Mud runners lace up for 5K Ho-Chunk Hustle at House of Wellness

By Tim Wohlers

The House of Wellness held the third annual Ho-Chunk Hustle at its outdoor course in Baraboo last month, to promote physical activity among the many members of its community. 

“We’re encouraging people to be active,” said the facility’s fitness supervisor Lance Tallmadge.  “It’s one of our ways, in trying to come up with events that’ll attract more of our tribal members, to encourage them to be active and live a healthy lifestyle.” 

The competition took place on Aug. 27, and was open to the public.  Though anyone could participate in the event, coordinators chose to name it after the Nation so that it’d attract more of its members. 

“The main goal is to get our tribal members moving,” said Fitness Specialist Paul Roberts.  “Diabetes and obesity are tearing our people apart, and I think the majority of that comes from being inactive.” 

The race was free for Ho-Chunk tribal members, and cost only $25 for members of other tribes.  The remaining competitors paid an entrance fee of $35.  To take part in the competition, runners had to be at least 16 years old or have a waiver signed by their parents. 

“If they’re fully capable of participating,” Roberts said, “then we let them.” 

The three-mile course consisted of 17 obstacles that ranged from a series of mud pits participants had to crawl through to an eight-foot, wooden wall they needed to climb.  New to the course this year were an obstacle or two specifically designed to level the playing field. 

“We tried to incorporate a couple things that would slow some of the faster competitors down,” Tallmadge said, “like the log carry.  That was placed at a point where we felt it would slow those fast guys down and burn their legs out a little bit…about a third of the way into the race.” 

The log for the men weighed 30 to 40 pounds, while the women’s weighed 15 to 25 pounds.  Upon reaching it, racers had to pick up the piece of wood and carry it on their shoulders for a set distance. 

“Carrying that on your shoulders while running is pretty taxing on your body,” Roberts said.  “So your body has to be ready for that.” 

Another new obstacle was what many call a spider web, which consists of several ropes tied together in such fashion that it forms a wall.  The trainers thought the obstacle was a good way to make for a closer race. 
“The feedback from years past was that the lead guys were too far out in front of everybody,” Tallmadge said.  “So we tried to come up with things to slow them down.  Their strength was running, so we made them do some strength activities.” 

The day’s runners were divided among three different divisions:  tribal members, nontribal members, and everyone under 18 years of age.  Coming in first out of the Ho-Chunk tribal men was Jake Johnson, who won last year’s event.  First for the nontribal men was Billy Leonard, who ran the course in record time.  

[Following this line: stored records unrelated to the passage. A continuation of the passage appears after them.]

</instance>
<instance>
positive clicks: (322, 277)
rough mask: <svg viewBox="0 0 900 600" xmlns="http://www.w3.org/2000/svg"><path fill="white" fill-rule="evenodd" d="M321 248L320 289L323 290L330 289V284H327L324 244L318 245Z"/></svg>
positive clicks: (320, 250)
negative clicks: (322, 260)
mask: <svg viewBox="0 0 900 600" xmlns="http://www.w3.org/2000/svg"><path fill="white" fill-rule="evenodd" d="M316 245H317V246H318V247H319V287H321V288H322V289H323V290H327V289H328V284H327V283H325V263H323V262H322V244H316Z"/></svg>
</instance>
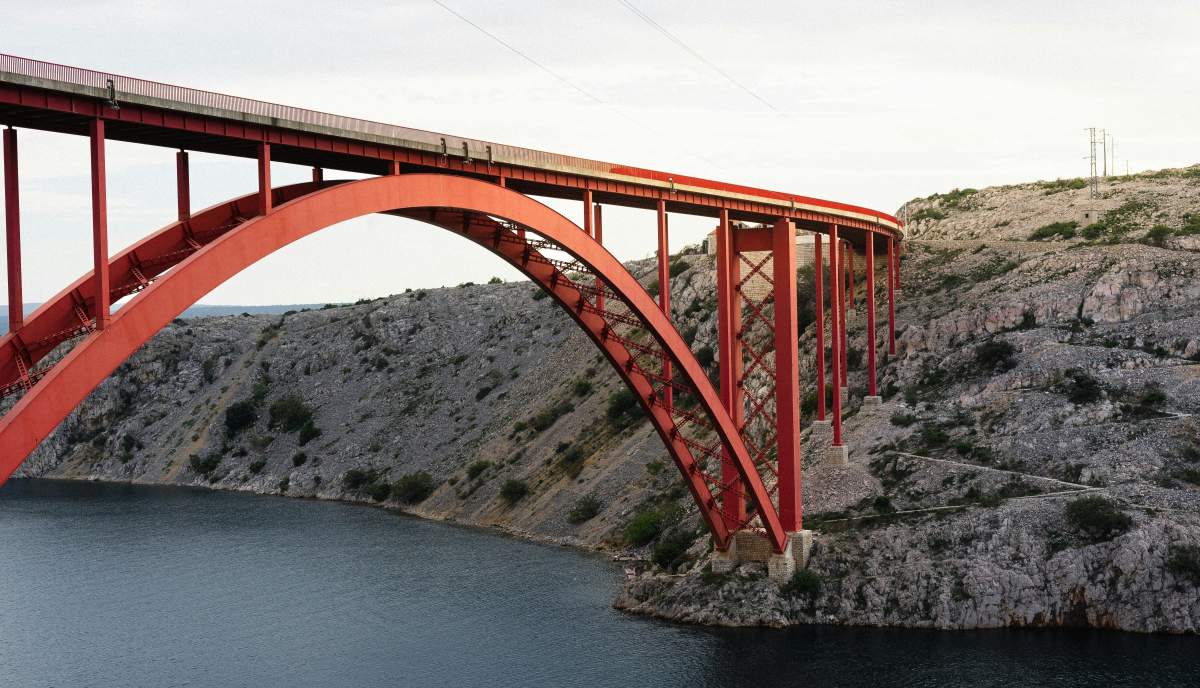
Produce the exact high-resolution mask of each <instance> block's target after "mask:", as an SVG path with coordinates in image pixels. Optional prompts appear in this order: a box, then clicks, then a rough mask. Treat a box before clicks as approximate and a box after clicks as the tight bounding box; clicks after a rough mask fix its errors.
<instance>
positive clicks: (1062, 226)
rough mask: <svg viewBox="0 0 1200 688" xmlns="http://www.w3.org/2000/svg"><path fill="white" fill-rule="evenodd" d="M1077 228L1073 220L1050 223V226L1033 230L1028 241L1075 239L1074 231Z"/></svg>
mask: <svg viewBox="0 0 1200 688" xmlns="http://www.w3.org/2000/svg"><path fill="white" fill-rule="evenodd" d="M1078 227H1079V222H1075V221H1074V220H1072V221H1069V222H1052V223H1050V225H1045V226H1042V227H1038V228H1037V229H1034V231H1033V233H1032V234H1030V240H1031V241H1044V240H1046V239H1054V238H1056V237H1057V238H1061V239H1072V238H1074V237H1075V229H1076V228H1078Z"/></svg>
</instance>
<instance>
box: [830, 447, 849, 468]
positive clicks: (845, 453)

“He’s fast,” Roberts said.  “He’s really fast.” 

The fastest female tribal member was Alycia Bear.  Nontribal women’s winner was Kari Heyn, whose children won the under-18 division.  Her daughter Ansley took first for under-18 females, and her son Adrian took first for the under-18 males. 

“He’s ten years old,” Roberts said.  “The guys that were spotting out there on the wall said that he didn’t even need help with that eight-foot wall, that he climbed over it himself.  He’s a wrestler, and just a tremendous athlete.” 

The winners were each awarded an embroidered jacket, in addition to the free t-shirts everyone received.  Snacks and refreshments were also made available to the competitors, before and after the race.  According to Roberts, they were provided by the Health and Wellness Division. 

“Health and Wellness has been backing up a lot of these different activities and programs,” Roberts said.  “If it wasn’t for them, we wouldn’t be able to do this.” 

After the race came tug-of-war and a tire-flipping competition.  Winners of the tug-of-war were The Barbarians – consisting of members Kevin Funmaker, Nelson Funmaker, and Gabe Falcon.  Each took home a $20-Walmart gift card. 

“Everybody was cheering these people on,” Roberts said, “encouraging each other.  And that’s why I really wanted to bring this type of event to the House of Wellness.” 

The winners of the tire-flip competition were husband-and-wife duo James and Kari Heyn, who was the top 5K finisher among nontribal women.  They too took home $20 gift cards. 

“The tire-flip event was really awesome because the community was getting behind every single contestant,” Roberts said.  “It didn’t matter who it was.  They were cheering them on.  They were rooting for each other.  It was awesome.” 

By the end of the day, 62 people had participated in either the adult or the children’s run.  Another 25 had taken part in the tire-flipping competition.  Although the number was less than previous years’, the trainers said they were still pleased with the turnout. 

“I thought it went really well,” Tallmadge said.  “The turnout was decent.  And I was glad to see more kids this year.” 

He said that the date of next year’s event could be announced as soon as February.